Three Coquitlam residents were arrested Tuesday for obstructing conservation officers as they tried to capture a family of bears.
The incident happened at around 3 p.m. north of Mundy Park, near Baker and Sumpter drives, as the officers closed in on a family of bears that was “heavily habituated and food-conditioned,” according to the BC Conservation Officer Service (BCCOS).
BCCOS said it had received several calls over the last weeks about a black bear mother and two cubs in the area, according to Insp. Murray Smith, who overseas the Lower Mainland region. Over that time, the bears had lost their fear of humans and become conditioned to eating non-natural food sources like garbage.
Conservation officers arrived Tuesday afternoon as the bears were once again leaving an unsecured garbage can. When officers tried to direct the bears up a tree to tranquilize them, two men and a woman from the neighbourhood started interfering with the officers, Smith said in a media conference call Wednesday.
The three Coquitlam residents got between the bears and the officers, prompting the officers to call in Coquitlam RCMP, Smith said.
The three individuals were arrested and charged with obstructing the conservation officers under the Wildlife Act.
“Conservation Officers have a very difficult job to do associated to protecting public safety relating to dangerous wildlife,” Smith said. “Having the public interfere with this difficult job only exacerbates this difficult situation, not only as public safety threatened, but after officer safety is compromised.”
Tony Faccin, one of the Coquitlam residents arrested, said his sons, aged nine and 11 years, were playing outside when he heard yelling and he looked out to see conservation officers running with shotguns. He said the mother bear and its two cubs weren’t acting aggressive even “with four officers running like crazy with shotguns.”
He started shooting video.
“I yelled, ‘Don’t shoot the bears. There’s kids around, what if you miss?’” said Faccin “I don’t want them to shoot the bears. I’ve been living here for three years, I’ve seen them constantly. They just walk around and don’t do a thing.”
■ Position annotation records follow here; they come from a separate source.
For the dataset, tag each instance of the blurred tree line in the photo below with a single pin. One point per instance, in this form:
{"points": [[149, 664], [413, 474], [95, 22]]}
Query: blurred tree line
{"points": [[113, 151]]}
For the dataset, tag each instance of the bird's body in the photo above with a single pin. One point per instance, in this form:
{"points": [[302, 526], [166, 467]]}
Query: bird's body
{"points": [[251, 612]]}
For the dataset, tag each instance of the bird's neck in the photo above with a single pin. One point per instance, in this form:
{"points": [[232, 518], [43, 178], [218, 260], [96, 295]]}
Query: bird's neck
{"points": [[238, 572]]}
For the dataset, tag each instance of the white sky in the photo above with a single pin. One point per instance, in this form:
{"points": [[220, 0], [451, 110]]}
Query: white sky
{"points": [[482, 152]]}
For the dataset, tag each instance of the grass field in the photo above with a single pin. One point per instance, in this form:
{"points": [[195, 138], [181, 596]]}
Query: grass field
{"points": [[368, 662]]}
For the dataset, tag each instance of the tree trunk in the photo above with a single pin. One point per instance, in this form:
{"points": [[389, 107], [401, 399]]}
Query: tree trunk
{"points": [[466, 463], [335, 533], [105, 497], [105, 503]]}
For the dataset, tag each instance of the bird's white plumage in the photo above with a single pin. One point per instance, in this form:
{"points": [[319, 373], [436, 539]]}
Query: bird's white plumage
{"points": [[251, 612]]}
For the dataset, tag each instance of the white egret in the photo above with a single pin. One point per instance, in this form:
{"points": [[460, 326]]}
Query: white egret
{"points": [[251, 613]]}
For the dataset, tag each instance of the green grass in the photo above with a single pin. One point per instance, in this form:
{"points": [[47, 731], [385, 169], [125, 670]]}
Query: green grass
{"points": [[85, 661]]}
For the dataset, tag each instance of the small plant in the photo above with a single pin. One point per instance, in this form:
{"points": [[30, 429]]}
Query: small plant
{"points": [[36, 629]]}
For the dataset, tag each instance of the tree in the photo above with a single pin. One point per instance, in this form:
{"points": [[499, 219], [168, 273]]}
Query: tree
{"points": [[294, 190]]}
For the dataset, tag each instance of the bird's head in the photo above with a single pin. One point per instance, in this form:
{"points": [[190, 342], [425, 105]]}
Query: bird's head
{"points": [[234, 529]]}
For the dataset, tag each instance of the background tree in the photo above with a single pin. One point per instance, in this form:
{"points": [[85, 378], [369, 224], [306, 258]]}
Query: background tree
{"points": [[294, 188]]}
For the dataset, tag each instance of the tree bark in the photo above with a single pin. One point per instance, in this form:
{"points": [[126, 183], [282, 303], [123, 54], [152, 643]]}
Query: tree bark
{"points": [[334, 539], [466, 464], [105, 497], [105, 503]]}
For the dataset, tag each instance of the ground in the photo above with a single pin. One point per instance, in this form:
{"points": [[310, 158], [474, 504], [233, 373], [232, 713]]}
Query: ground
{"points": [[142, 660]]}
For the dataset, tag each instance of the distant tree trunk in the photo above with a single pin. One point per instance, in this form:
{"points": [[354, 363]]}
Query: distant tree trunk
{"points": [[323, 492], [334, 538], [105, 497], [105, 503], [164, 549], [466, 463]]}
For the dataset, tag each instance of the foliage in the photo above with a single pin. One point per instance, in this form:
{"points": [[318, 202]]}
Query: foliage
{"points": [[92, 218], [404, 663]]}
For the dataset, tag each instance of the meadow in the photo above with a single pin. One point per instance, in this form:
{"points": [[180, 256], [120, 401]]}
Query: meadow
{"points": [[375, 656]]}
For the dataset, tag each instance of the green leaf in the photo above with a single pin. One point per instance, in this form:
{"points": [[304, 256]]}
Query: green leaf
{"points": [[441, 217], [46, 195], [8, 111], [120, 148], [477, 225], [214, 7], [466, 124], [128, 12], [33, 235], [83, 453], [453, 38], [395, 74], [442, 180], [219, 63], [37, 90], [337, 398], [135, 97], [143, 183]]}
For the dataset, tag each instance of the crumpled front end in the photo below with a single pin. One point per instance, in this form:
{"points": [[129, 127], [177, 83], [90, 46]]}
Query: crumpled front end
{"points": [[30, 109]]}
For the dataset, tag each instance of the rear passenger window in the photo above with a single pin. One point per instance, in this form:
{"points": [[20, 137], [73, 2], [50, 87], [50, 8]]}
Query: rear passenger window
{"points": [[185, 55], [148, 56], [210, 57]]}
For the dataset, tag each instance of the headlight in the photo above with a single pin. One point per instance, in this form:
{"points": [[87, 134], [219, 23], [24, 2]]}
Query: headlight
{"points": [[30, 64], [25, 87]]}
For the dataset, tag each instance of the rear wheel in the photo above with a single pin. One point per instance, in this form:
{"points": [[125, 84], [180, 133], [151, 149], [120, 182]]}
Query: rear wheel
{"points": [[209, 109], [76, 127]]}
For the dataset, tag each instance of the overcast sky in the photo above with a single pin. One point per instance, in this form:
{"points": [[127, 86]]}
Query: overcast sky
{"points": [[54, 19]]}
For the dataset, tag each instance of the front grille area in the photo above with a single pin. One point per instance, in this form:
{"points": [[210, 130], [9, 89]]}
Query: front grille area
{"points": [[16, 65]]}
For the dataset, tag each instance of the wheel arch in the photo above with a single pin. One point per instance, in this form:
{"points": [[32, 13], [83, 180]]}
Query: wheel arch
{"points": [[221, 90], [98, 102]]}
After he was arrested, Faccin said he was in the back of a police car when an officer asked Faccin to show him the video. Faccin said after he unlocked his phone and accessed the video, another officer took it out of his hand.
(Smith said officers followed protocols in the same way any police body does.)
“I think it was just a ploy to get me to unlock my phone,” said Faccin. “I’m hoping the news [coverage] will get my phone back and then I’ll release the video. I’m not afraid to show the video. Maybe they are, but I’m not.
“They acted like I was physically obstructing them from killing [the bears] and that’s not the case at all.”
Faccin was released at the scene on a promise to appear for a court date in October and report to police for fingerprinting on Aug. 12.
Faccin said his sons were upset to see their father arrested. “They were terrified.”
The two seven-month-old cubs were malnourished and underweight when they were found, Smith said. They should weigh about 50 lb. at this time of year, Smith said, but they weighed half that.
Conservation officers later tranquilized and euthanized the family of bears.
A total of eight bears have now been euthanized in Coquitlam this year, with three relocated. That’s a fairly standard for this time of year, said Smith.
“Conservation officers never ever gone into this job to destroy wildlife. We only got into this job to protect it,” he said. “But public safety is the first mandate of the [BC] Conservation Officer Service. And in this case, the bears were given every chance and… it was continually the situation with unsecured garbage.
“The conservation officers didn’t put the garbage out, you know, it was members of the public.”
He added that Coquitlam bylaw officers would follow up with the residents who left their garbage out. Coquitlam bylaw officers regularly issue $500 fines for unsecured garbage.
According to data from BCCOS’s Wildlife Alert Reporting Program, there have been 725 reported bear sightings in Coquitlam, Port Coquitlam and Port Moody so far in 2019, up 31.1% from the 553 in the Tri-Cities last year. Port Moody has seen the biggest spike, rising 137%, while Coquitlam’s numbers have jumped 45.9% and Port Coquitlam’s have fallen 25.2%.